Our client tried to get a driver's license in New York City, but was told he had a hold on his California license. New York consequently refused to issue him a license. This was a big problem for him, as his job required that he have a New York driver’s license.
In 50 Words or Less: Downtown L.A., driving on a suspended license, client in New York, bench warrant recalled and case resolved for fine and summary probation.
Our client contacted us to resolve the hold on his California license. The client spoke with Greg, explaining that he had no idea why California could assert such a hold on his California license. Greg asked him whether he had been on probation here in California or missed any court appearances ever. The client answered no to both questions.
After researching his driving record with the DMV, we found an outstanding bench warrant for his arrest. He had been charged five years earlier for driving with a suspended license, which is a misdemeanor violation of Vehicle Code Section 14601(a). He then failed to appear at his arraignment in the downtown Los Angeles Metropolitan Court (1945 South Hill Street), resulting in the bench warrant being issued.
The license suspension under § 14601(a) is for a conviction for reckless driving (Vehicle Code § 23103), reckless driving with bodily injury (§ 23104) or reckless driving that causes specific injuries such as broken bones, loss of consciousness, a concussion, serious disfigurement, etc. (§ 23105)
The punishment for a first time violation of this section is a mandatory five days in county jail, up to six months maximum, and a minimum fine of $300 (plus penalties and assessments that will make the total owed close to $1,400), up to a maximum of a $1,000 fine, plus penalties and assessments.
In other words, such a license suspension follows a conviction, a conviction our client denied ever happening.
Greg called the client to ask him about this because it was possible that someone else had fraudulently used his license while he was in New York. The client then recalled that he was once stopped by police for DUI while in the downtown Los Angeles area, late at night, but was told by the police that the DUI was dropped. This story was a bit confusing, but it could have been possible, Greg explained, for the prosecution to proceed on a reckless driving charge. However, the client would have been aware, most likely, of the reckless driving conviction, as he would have had been on probation.
Metropolitan Superior Courthouse
Greg Hill first had the warrant lifted without having the client appear from New York, which was not difficult.

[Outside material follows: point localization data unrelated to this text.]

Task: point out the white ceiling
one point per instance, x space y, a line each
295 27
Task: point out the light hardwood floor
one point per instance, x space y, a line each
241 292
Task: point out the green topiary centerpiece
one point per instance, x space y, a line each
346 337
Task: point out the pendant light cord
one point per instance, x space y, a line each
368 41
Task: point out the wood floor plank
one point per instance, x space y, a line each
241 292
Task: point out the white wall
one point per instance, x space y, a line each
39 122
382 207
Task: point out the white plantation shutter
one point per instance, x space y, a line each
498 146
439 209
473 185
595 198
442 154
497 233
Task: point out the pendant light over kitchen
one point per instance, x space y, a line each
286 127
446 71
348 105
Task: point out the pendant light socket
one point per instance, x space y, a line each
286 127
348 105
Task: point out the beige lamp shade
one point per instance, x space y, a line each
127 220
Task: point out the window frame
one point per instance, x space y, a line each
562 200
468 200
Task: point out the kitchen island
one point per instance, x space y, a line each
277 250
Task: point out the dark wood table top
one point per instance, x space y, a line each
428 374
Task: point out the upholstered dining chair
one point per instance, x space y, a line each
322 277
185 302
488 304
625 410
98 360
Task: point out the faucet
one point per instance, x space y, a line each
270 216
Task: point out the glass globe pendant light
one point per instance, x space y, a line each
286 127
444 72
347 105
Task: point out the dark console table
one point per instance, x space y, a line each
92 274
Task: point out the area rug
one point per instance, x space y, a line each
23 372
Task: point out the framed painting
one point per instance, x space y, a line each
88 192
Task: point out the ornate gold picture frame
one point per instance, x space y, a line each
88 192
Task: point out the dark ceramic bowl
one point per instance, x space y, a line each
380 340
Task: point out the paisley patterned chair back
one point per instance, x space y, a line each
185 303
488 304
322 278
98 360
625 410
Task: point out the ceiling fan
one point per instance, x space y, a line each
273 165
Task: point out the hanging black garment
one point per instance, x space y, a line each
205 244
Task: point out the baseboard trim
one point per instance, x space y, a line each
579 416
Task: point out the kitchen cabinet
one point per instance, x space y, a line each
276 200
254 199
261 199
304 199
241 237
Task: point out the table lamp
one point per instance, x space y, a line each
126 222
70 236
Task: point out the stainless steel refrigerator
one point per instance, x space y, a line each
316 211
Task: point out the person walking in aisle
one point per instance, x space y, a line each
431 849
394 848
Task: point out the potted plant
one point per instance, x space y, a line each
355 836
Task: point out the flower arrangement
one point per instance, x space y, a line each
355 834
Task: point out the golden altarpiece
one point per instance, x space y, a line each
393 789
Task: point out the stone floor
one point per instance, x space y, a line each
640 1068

Greg Hill then negotiated a plea bargain for our client in where the client agreed to plea no contest to driving with a suspended license in exchange for three years of summary probation, a $100 fine and an assessment to the fine, which he was given twelve months to pay. Greg was well aware of the minimum five day county jail requirement, as well as the $300 fine, but the prosecutor did not seem to know these minimums. Neither did the judge. On rare occasions, this type of “below the minimums” plea bargain is entered.
Had our client fought his case at trial and been found guilty, or even rejected the offer made, he faced a maximum of six months in county jail (in California no less).